Dear Brothers in the Episcopate and in the Priesthood,
Dear Brothers and Sisters,

On the day of my birth and of my Baptism, 16 April, the Church’s liturgy has set three signposts which show me where the road leads and help me to find it. In the first place, it is the Memorial of St Bernadette Soubirous, the seer of Lourdes; then there is one of the most unusual Saints in the Church’s history, Benedict Joseph Labre; and then, above all, this day is immersed in the Paschal Mystery, in the Mystery of the Cross and the Resurrection. In the year of my birth this was expressed in a special way: it was Holy Saturday, the day of the silence of God, of his apparent absence, of God’s death, but also the day on which the Resurrection was proclaimed.

We all know and love Bernadette Soubirous, the simple girl from the south, from the Pyrenees. Bernadette grew up in the France of the 18th-century Enlightenment in a poverty which it is hard to imagine.

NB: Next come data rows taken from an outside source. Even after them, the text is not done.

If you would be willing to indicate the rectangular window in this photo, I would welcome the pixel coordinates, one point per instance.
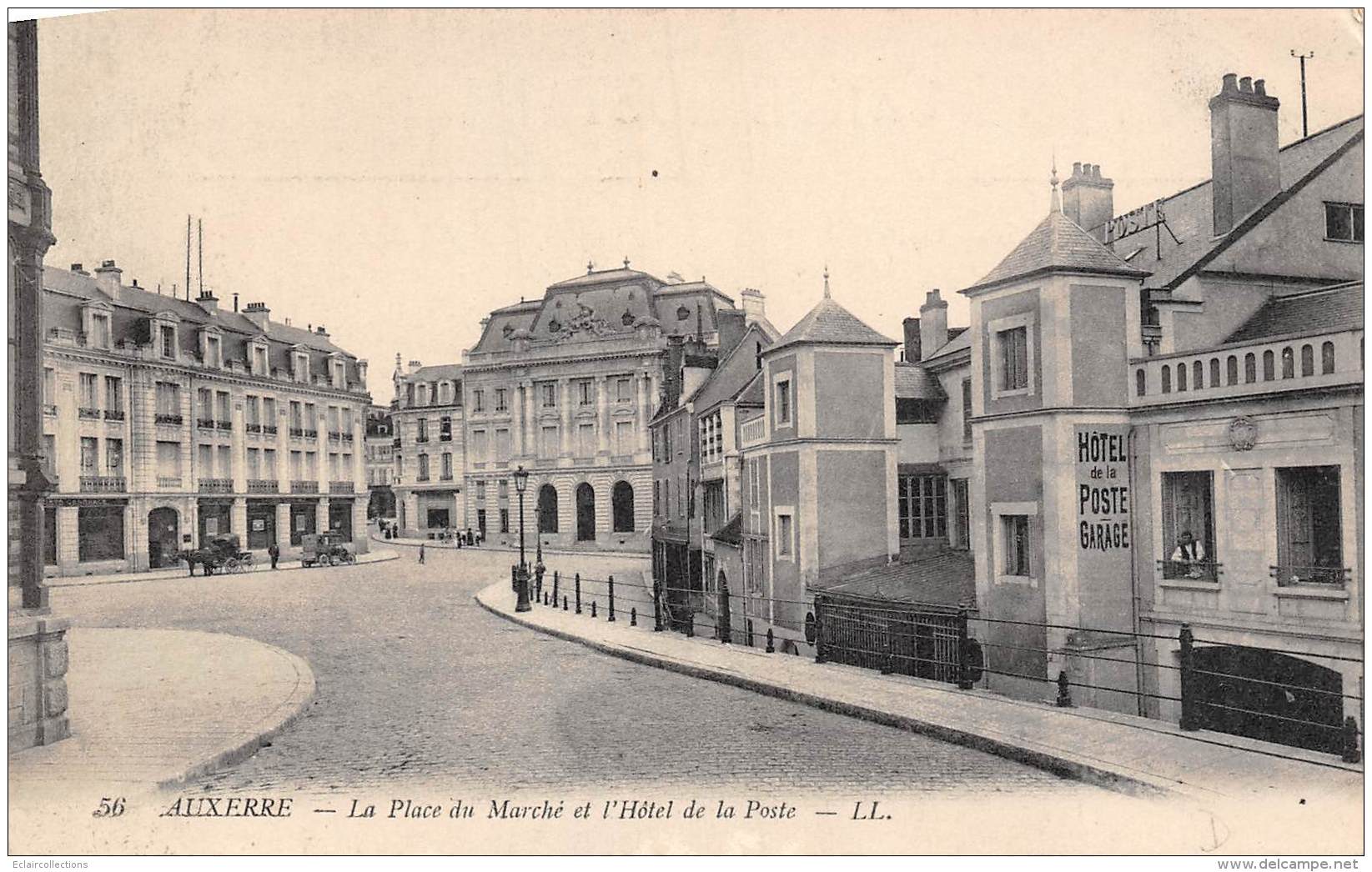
(785, 532)
(1309, 525)
(1014, 358)
(966, 408)
(1344, 223)
(923, 506)
(1014, 540)
(1189, 525)
(784, 402)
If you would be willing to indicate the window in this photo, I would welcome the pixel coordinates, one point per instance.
(1344, 223)
(785, 535)
(114, 457)
(1014, 358)
(782, 393)
(114, 397)
(1189, 525)
(1014, 542)
(1309, 525)
(923, 506)
(966, 408)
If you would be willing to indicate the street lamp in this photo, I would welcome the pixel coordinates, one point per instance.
(521, 574)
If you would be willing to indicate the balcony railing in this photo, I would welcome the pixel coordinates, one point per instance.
(1324, 576)
(1299, 363)
(102, 484)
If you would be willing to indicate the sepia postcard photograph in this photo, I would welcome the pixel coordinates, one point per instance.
(686, 432)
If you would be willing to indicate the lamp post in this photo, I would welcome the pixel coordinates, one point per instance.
(521, 574)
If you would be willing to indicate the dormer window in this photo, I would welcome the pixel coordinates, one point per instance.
(301, 366)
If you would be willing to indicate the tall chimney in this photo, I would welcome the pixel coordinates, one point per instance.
(933, 323)
(912, 327)
(1088, 199)
(1244, 150)
(108, 278)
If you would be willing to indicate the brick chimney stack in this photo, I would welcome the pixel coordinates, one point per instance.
(1244, 150)
(1088, 199)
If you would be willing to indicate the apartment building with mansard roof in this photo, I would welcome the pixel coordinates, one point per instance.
(168, 421)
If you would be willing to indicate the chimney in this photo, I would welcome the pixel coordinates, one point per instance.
(208, 301)
(912, 327)
(731, 325)
(108, 278)
(259, 314)
(1088, 199)
(933, 323)
(1244, 150)
(753, 304)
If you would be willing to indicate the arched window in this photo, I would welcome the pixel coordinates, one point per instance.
(548, 509)
(622, 504)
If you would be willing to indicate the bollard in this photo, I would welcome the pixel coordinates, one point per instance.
(1350, 740)
(1063, 690)
(1189, 716)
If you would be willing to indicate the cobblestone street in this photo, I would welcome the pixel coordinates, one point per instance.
(416, 682)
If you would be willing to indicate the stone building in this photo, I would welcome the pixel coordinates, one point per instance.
(168, 421)
(565, 387)
(379, 459)
(38, 649)
(427, 416)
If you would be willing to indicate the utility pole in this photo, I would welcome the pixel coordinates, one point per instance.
(1305, 118)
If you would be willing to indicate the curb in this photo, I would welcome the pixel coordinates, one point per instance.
(289, 712)
(1050, 761)
(143, 576)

The prison that had been evacuated because it was too insanitary, became — after some hesitation — the family home in which she spent her childhood. There was no access to education, only some catechism in preparation for First Communion. Yet this simple girl, who retained a pure and honest heart, had a heart that saw, that was able to see the Mother of the Lord and the Lord’s beauty and goodness was reflected in her. Mary was able to appear to this girl and through her to speak to the people of the time and beyond it.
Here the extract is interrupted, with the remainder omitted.